How does a torque converter multiply torque in an automatic transmission?

A torque converter multiplies torque in an automatic transmission through a process called hydraulic multiplication, which relies on the interaction of three main components: the impeller, the turbine, and the stator. The impeller, connected to the engine, spins and throws fluid towards the turbine. The turbine, connected to the transmission's input shaft, is driven by the fluid from the impeller. The stator, positioned between the turbine and impeller, redirects the fluid returning from the turbine back to the impeller.

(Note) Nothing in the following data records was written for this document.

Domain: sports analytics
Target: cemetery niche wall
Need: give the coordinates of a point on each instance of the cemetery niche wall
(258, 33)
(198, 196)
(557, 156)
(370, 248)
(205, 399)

When the turbine is stationary or rotating much slower than the impeller (such as during initial acceleration), the fluid returning from the turbine strikes the stator vanes at an angle. The stator's vanes are designed to redirect this fluid in a way that it assists the impeller's rotation. This redirected fluid adds force to the impeller, increasing the torque applied to the turbine. This is torque multiplication. The stator is mounted on a one-way clutch, allowing it to rotate in one direction but preventing it from rotating in the opposite direction. This one-way clutch is essential for the torque multiplication process. As the turbine speed increases and approaches the impeller speed, the angle at which the fluid strikes the stator vanes changes. Eventually, the fluid strikes the vanes in a way that it would try to rotate the stator in the opposite direction. At this point, the one-way clutch allows the stator to freewheel (rotate freely), and torque multiplication ceases. The torque converter then acts as a fluid coupling, transferring torque without multiplication. For example, when a vehicle with an automatic transmission starts from a standstill, the torque converter provides significant torque multiplication to help overcome inertia and accelerate the vehicle. As the vehicle gains speed, the torque converter gradually transitions to fluid coupling mode.